Aldığın bir somun ekmek. Sininin üstünde zeytin, peynir, yumurta. Somun ekmeğin kokusu başını döndürüyor. Midenin kazındığını hissediyorsun. O sininin üstündeki tüm nesnelerin belli süreçlerden geçerek geldiğini düşünmeden açlığını bastırmak için atıştırıyorsun. Fırından aldığın o ekmek ile süreci başlattığından habersiz karnını doyuruyorsun.

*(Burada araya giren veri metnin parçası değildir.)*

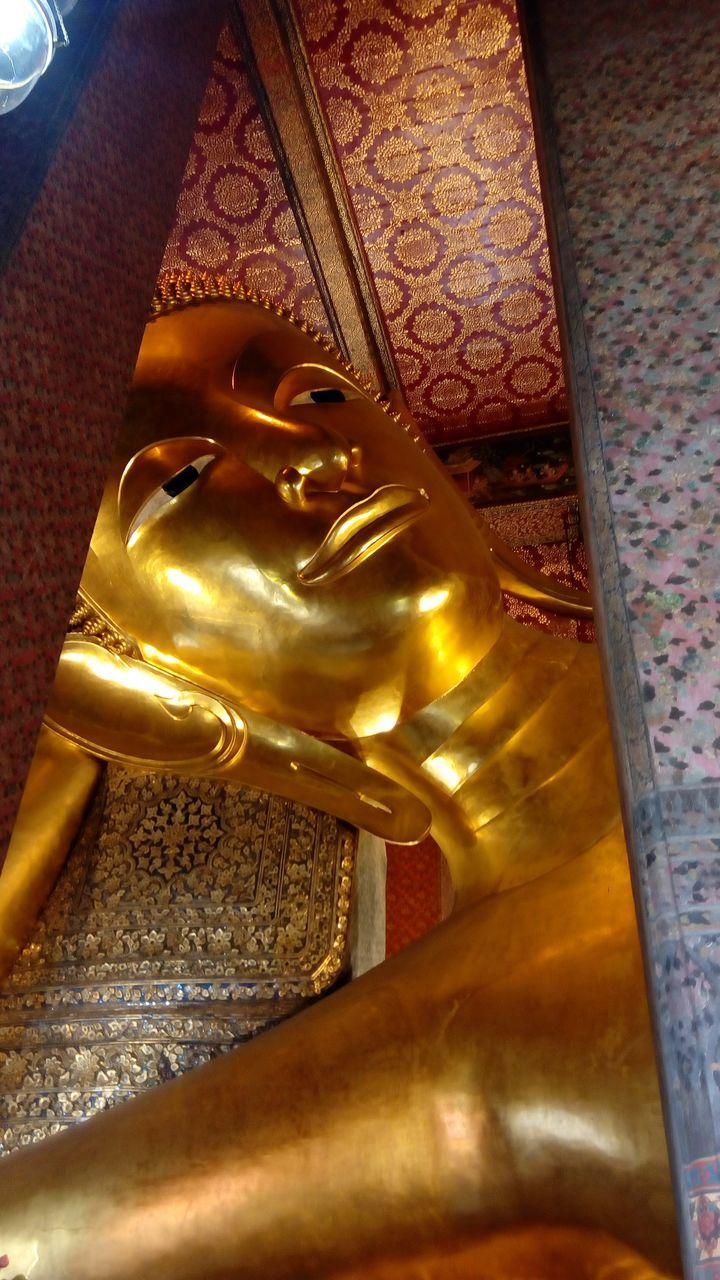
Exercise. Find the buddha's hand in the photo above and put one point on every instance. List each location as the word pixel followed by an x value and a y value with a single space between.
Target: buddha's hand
pixel 122 708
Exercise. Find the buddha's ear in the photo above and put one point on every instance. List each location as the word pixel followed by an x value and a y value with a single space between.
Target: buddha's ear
pixel 520 579
pixel 121 708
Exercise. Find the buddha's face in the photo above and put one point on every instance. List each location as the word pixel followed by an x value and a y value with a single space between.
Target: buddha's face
pixel 272 534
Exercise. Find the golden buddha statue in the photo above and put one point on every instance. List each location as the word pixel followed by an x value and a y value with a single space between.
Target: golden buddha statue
pixel 285 589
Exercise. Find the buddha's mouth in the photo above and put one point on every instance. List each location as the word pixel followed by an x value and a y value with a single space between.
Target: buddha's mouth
pixel 361 530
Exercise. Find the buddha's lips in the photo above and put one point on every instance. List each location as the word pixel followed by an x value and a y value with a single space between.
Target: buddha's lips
pixel 361 530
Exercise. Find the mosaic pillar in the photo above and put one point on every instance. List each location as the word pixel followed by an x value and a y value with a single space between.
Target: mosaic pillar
pixel 627 114
pixel 89 193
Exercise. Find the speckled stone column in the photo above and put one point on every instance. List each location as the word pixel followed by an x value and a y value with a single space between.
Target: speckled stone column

Fırıncı mayayı, suyu ve unu karıyor öncesinde. Hamur ediyor sonra o hamura şeklini verip harlı odun ateşinde pişiriyor. Zordur yaz gününde ateşin başında ekmek pişirmek. Beyaz mendili boynuna asılı. Ucuyla alnını siler. Gözlerine girer yine de ter. Hem ateşten hem terden yanar gözleri. Sonunda piştiğine kanaat ettiği vakit, küreği ile dalar fırına. Ellerinin yanmasına aldırmadan -ya da hissetmez nasırlaşmış ellerinin yandığını- o sıcak ekmekleri kasalara doldurur. O sırada kamyonet yaklaşır fırına. Yeni un çuvalları taşınır arka tarafa. Boşalmış çuvallar yerden alınırken gözenekler arasındaki unlar israf olmasın diye tepsiye dökülür. Tüm un çuvalları fırınlara teslim edilmiştir. Boş kamyonlar fabrikaya döndüğünde başka kamyonlar buğday pazarından yüklerini alıp dönmüştür. Silolara gelir. Hamallar buğdayı boşaltırken yüzlerinde poşu, akıllarında akşam çayı, gidilecek düğün, çekilecek halay ve olursa akşam serinliği… Buğdayı boşaltan damperli kamyonlar gerisingeri dönerler buğday pazarına. Simsarlar ile köylüler sıkı pazarlıktadır. Sonunda el sıkıştıklarında köylü üzgün ya da sevinçli her halükarda düşünceli gelecekteki hasat için. Ardından samanlar balyalar halinde depolara taşınmış sonbaharda tarlayı sürmek için yağmur bekleyişi başlamıştır. Su ise yorgundur dönmekten, naz eder bazen. Sürekli peşinde olan çiftçiden haz etmez gibidir. Kuru tepelere gider; denizlere, şehirlere yağar ama toprağı sürmek için bekleyen çiftçiye uzun süre uğramaz. Yükünü doldurur nehirlerden, barajlardan, yıkanan çamaşırlardan dahi yıkanan saçlardan. Yeryüzünü dolaşır, sonunda da duyarsız kalamaz ya da yükü ağırlaşmıştır. Taşıyacak mecali kalmamıştır, sebebi bilinmez. İnadından vazgeçer, toprağa düşer. Çiftçi gözlerini yumar, sonunda nefesini bırakır. Toprağın yeşermesiyle birlikte sürer toprağını.
Ekmeğin döngüsüdür bu. Çileli bir süreçtir. Hesaplaşmadır, isyandır, kavgadır. Bu döngü aynı zamanda yazarın da döngüsüdür. Çetrefilli süreçlerden geçer. Arbede çıkarır, en sonunda yana yana verir mahsulünü.